Quid de la problématique des intrants ?
Selon les chiffres de la CMDT, cette année, ce sont 120 000 tonnes d’intrants qui ont été commandés pour un complexe coton qui correspond à 800 000 hectares. « En matière de réception, nous sommes à plus de 51 % et quant à la mise en place elle est de 50 % », rassure Moro Diakité, le directeur de la production agricole, et il ajoute que d’ici le 30 mai 2023, tous les producteurs auront leur engrais. Selon Ibrahima Sissoko, administrateur général de la filiale coton de Koutiala, la région de Koutiala a reçu 18 400 tonnes sur 34 515, soit un taux de réception de 53 %, et 19 333 tonnes d’urée sur 27 400 programmées, soit un taux de réception de 70 %, contre 0 % l’année dernière à la même période. À Kita, pour le complexe coton, ce sont 7 900 tonnes d’intrants qui ont été reçues sur une prévision de 12 900 tonnes, soit un taux de 61%.
Pour la campagne cotonnière qui commence au mois d’avril 2023, il y a encore beaucoup d’incertitudes. Si l’année dernière, l’État a subventionné les intrants minéraux et organiques à hauteur de 12 500 FCFA le kilogramme, les paysans attendent avec impatience la tenue du conseil supérieur de l’agriculture qui va déterminer le montant de la subvention de cette année. Compte tenu des pertes de la dernière campagne, nombreux sont les paysans qui souhaitent que cette subvention soit revue à la hausse pour atteindre 15 000 FCFA. L’autre question, qui devra aussi être tranchée au cours du prochain conseil supérieur de l’agriculture, est celle cruciale du prix d’achat du kilogramme de coton par l’État, quand on sait que, l’année dernière, le prix d’achat du coton graine avait été fixé à 285 FCFA/kg. La tenue de ce conseil est prévue pour le mois d’avril.

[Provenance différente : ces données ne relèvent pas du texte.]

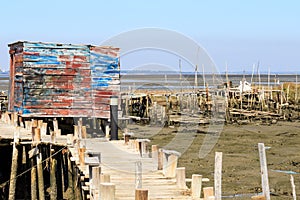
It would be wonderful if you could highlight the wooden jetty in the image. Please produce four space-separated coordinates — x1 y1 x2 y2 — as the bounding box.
0 112 211 199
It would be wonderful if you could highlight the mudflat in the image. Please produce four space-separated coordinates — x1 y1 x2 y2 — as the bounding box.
126 121 300 199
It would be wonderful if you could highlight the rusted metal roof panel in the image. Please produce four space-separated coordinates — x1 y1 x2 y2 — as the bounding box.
8 41 120 118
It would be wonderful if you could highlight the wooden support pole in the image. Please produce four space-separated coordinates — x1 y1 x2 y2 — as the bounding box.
41 123 47 136
74 125 79 140
214 152 222 200
151 145 158 169
36 153 45 200
135 189 148 200
290 175 296 200
105 125 110 138
32 119 38 129
53 118 58 133
25 121 30 130
92 166 101 199
81 126 87 139
67 153 75 199
100 183 115 200
251 195 266 200
176 167 187 189
22 146 26 164
31 167 37 200
67 134 74 146
34 128 41 142
8 131 19 200
50 158 57 200
165 154 178 178
78 118 82 139
191 174 202 198
79 147 86 167
38 120 43 128
18 116 24 127
258 143 270 200
50 131 56 143
100 174 111 183
203 187 214 200
158 149 163 170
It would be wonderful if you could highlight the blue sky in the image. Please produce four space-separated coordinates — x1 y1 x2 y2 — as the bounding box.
0 1 299 73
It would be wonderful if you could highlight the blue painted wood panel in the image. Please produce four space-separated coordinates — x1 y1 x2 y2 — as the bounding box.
8 41 120 118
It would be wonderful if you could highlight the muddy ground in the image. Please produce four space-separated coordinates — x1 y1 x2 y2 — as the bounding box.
125 120 300 199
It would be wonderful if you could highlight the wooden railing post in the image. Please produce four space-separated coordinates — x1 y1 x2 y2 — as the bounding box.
135 188 148 200
191 174 202 198
203 187 214 200
100 183 115 200
176 167 187 189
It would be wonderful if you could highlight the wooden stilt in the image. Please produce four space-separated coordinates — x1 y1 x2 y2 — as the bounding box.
53 118 58 134
38 120 43 128
67 134 74 146
22 146 26 164
74 125 79 140
36 153 45 200
158 149 163 170
50 131 56 143
41 123 47 136
135 188 148 200
8 132 19 200
34 128 41 142
50 158 57 200
31 166 37 200
67 153 75 199
81 126 87 139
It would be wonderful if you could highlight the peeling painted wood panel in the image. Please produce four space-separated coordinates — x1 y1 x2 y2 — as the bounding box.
8 41 120 118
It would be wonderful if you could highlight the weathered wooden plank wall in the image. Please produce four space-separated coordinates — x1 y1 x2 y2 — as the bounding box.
8 41 120 118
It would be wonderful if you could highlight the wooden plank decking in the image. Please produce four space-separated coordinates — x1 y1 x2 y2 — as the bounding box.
0 119 198 199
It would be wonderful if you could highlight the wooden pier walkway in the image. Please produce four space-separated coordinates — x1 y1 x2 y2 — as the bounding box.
82 139 192 199
0 117 201 199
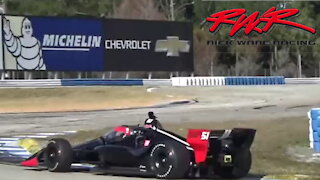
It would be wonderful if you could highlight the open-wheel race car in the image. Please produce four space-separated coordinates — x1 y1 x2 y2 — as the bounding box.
21 125 256 179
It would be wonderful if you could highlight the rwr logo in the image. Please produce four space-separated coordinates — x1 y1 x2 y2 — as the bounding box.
206 7 316 37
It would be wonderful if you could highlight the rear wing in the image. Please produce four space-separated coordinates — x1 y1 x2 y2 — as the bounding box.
210 128 256 148
186 128 256 163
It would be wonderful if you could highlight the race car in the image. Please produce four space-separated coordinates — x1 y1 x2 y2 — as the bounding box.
21 125 256 179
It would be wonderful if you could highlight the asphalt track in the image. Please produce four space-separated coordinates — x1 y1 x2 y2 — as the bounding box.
0 85 320 180
0 163 144 180
0 163 268 180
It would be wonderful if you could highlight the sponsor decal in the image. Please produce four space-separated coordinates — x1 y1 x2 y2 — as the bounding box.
205 7 317 47
43 34 102 51
1 15 104 71
207 40 316 46
200 131 210 140
105 39 151 50
3 17 46 70
206 7 316 37
144 140 151 147
103 19 193 71
155 36 190 57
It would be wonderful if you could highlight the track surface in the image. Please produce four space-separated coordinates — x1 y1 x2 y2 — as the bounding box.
0 85 320 179
0 164 142 180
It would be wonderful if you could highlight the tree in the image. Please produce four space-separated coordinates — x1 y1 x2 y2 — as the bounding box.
5 0 115 17
113 0 166 20
193 28 219 76
156 0 194 21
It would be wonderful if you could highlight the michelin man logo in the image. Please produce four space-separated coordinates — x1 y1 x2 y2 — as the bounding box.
3 17 46 70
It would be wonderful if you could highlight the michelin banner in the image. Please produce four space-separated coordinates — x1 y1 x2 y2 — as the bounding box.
0 15 193 71
1 15 104 71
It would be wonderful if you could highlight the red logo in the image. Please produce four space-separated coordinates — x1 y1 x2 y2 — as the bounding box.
206 7 316 36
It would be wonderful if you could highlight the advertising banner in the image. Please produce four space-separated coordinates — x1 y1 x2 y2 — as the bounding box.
1 15 104 71
0 16 193 72
198 2 318 77
104 19 193 71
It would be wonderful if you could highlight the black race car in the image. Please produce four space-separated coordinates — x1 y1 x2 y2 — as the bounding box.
21 125 256 179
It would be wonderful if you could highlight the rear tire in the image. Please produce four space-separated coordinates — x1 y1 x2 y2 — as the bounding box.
215 148 251 178
45 138 73 172
149 141 192 179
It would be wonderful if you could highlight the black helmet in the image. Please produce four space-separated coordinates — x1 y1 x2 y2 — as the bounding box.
148 111 156 119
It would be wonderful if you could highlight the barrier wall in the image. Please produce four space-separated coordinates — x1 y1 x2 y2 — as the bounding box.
0 79 62 87
61 79 143 86
0 79 144 87
225 76 285 85
172 77 225 86
286 78 320 84
0 76 286 87
309 108 320 153
0 79 170 87
172 76 285 86
142 79 172 86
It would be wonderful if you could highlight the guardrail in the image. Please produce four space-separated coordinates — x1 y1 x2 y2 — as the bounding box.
0 79 171 87
4 76 320 87
142 79 172 86
172 76 285 86
0 80 62 87
285 78 320 84
61 79 143 86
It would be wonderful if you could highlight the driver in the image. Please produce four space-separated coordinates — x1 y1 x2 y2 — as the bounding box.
144 111 163 129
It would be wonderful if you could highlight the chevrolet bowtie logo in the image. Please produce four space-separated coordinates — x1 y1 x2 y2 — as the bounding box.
155 36 190 57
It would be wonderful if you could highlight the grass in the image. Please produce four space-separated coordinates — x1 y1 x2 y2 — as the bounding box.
62 117 320 177
0 87 188 113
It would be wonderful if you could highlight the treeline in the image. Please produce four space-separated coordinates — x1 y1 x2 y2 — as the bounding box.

Les éleveurs en trouble-fête
Si au niveau de la CMDT et de ses partenaires, tous les voyants semblent être au vert pour une campagne cotonnière 2023-2024 réussie, la faîtière de l’élevage vient de poser un épineux problème lors d’une conférence de presse tenue le jeudi 23 mars 2023. Les faîtières réclament les 10 % de graines de coton qui leur ont été accordés par le président de la transition, le colonel Assimi Goïta, lors du conseil supérieur de l’agriculture en mars 2022, afin de leur permettre de faire face aux coûts de l’aliment bétail dont la tonne est actuellement cédée à 300 000 FCFA, soit 15 000 FCFA le sac. Sur le pied de guerre, les éleveurs demandent à entrer en pos- session des 10 % de cotons- graines de la campagne 2021-2022 qui leur avait été promis par le chef de l’État. Il faut rappeler que les acteurs de la filiale bétail viande/lait, qui contribue à hauteur de 16,2 % du PIB, promettent des répercussions sur les prix et une baisse de productivité de la viande et du lait à court et moyen termes. Cela aura pour conséquence de faire chuter le Mali de sa deuxième place au sein de l’UEMOA, au moment où tout est mis en œuvre pour ravir la première place au Bénin dans la production de coton.